Exam Tip: Remember to use the complement rule for "more than one" and "at least one" scenarios, as it often simplifies calculations significantly (i.e., \( P(X > k) = 1 - P(X \le k) \) and \( P(X \ge k) = 1 - P(X < k) \)).

 

Question 6. A bag consists of 10 bulbs each marked with one of the digits 0 to 9. If four bulbs are drawn successively with replacement from the bag, what is the probability that none is marked with digit 0?
Answer: A bag contains 10 bulbs marked from 0 to 9. The probability of getting a bulb marked with 0 is \( \frac{1}{10} = 0.1 \). Therefore, the probability that the bulb marked 0 is not obtained is \( 1 - 0.1 = 0.9 \). Now, 4 bulbs are drawn. The probability that none is marked with 0 is:
\( = (0.9)^4 = (\frac{9}{10})^4 \).
In simple words: First, calculate the chance of picking a bulb that is *not* marked with 0. Since you draw four bulbs one after another, and you replace them each time, multiply this probability by itself four times. This gives you the likelihood that none of the four bulbs will have a 0 on them.

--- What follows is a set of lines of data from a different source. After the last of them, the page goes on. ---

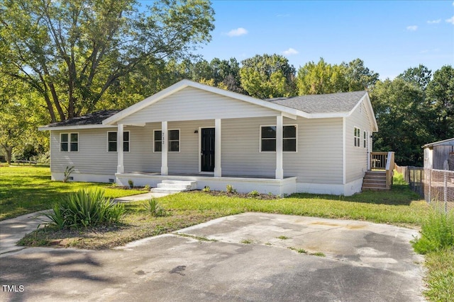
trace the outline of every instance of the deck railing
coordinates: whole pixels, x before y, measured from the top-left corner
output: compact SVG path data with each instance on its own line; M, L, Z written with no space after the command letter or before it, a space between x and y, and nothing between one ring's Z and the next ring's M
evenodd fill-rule
M371 152L371 170L382 170L386 172L386 187L389 189L392 184L392 176L394 168L394 152Z

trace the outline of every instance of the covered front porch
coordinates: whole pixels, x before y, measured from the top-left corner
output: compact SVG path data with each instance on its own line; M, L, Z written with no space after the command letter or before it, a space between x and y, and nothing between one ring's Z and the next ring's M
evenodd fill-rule
M297 178L284 176L283 163L284 120L287 124L292 119L274 115L118 124L116 182L126 186L131 180L135 185L156 187L163 182L195 182L192 189L226 190L230 185L238 192L294 193ZM262 124L272 125L275 151L260 149ZM138 136L150 139L140 141L141 152L133 150ZM125 137L132 143L126 151Z
M135 185L150 185L157 187L162 181L175 180L195 182L196 190L209 187L211 190L225 191L228 185L239 192L250 192L256 190L262 194L271 193L273 195L283 196L297 191L297 178L288 177L275 179L265 176L251 175L223 175L216 177L213 174L184 174L169 173L162 175L160 173L123 173L116 174L116 182L119 185L126 186L129 180Z

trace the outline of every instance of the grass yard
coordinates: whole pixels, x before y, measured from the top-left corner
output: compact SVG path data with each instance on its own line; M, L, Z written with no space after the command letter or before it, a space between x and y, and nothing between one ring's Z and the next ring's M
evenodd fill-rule
M69 192L110 185L52 181L49 167L45 166L0 165L0 220L50 209ZM133 190L105 190L106 196L111 198L143 193Z
M399 175L389 192L365 192L350 197L295 194L287 198L258 199L213 196L192 192L169 195L158 199L167 215L154 217L145 203L125 204L126 214L121 223L94 228L57 230L43 228L27 235L23 245L110 248L143 238L172 232L215 218L245 211L260 211L325 218L365 220L419 228L429 207ZM0 167L0 219L49 209L66 192L107 184L63 183L50 181L48 168ZM109 197L119 197L140 191L106 190ZM454 301L454 251L426 255L426 277L429 301Z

Exam Tip: When items are drawn "with replacement," the probability of an event remains constant for each trial, making it a Bernoulli trial or binomial distribution scenario.

 

Question 7. In an examination, 20 true-false type questions are asked. Suppose a student tosses a fair coin to determine his answer to each question. If the coin falls head, he answer "true', if it falls tail, he answers 'false'. Find the probability that he answers at least 12 questions correctly.
Answer: The probability that a student answers a question true is \( \frac{1}{2} \). This means when a coin is thrown, the probability that a head is obtained is \( \frac{1}{2} \). The probability that his answer is false is \( 1 - \frac{1}{2} = \frac{1}{2} \). The probability that he answers at least 12 questions correctly is:
\( = P(12) + P(13) + P(14) + \dots + P(20) \)
\( = ^{20}C_{12}(\frac{1}{2})^{12}(\frac{1}{2})^8 + ^{20}C_{13}(\frac{1}{2})^{13}(\frac{1}{2})^7 + \dots + ^{20}C_{20}(\frac{1}{2})^{20}(\frac{1}{2})^0 \)
\( = (\frac{1}{2})^{20} [^{20}C_{12} + ^{20}C_{13} + \dots + ^{20}C_{20}] \).
In simple words: Since a fair coin is tossed, the chance of answering any question correctly is 1/2. To find the probability of answering at least 12 questions correctly out of 20, you need to sum the probabilities of answering exactly 12, 13, ..., all the way up to 20 questions correctly.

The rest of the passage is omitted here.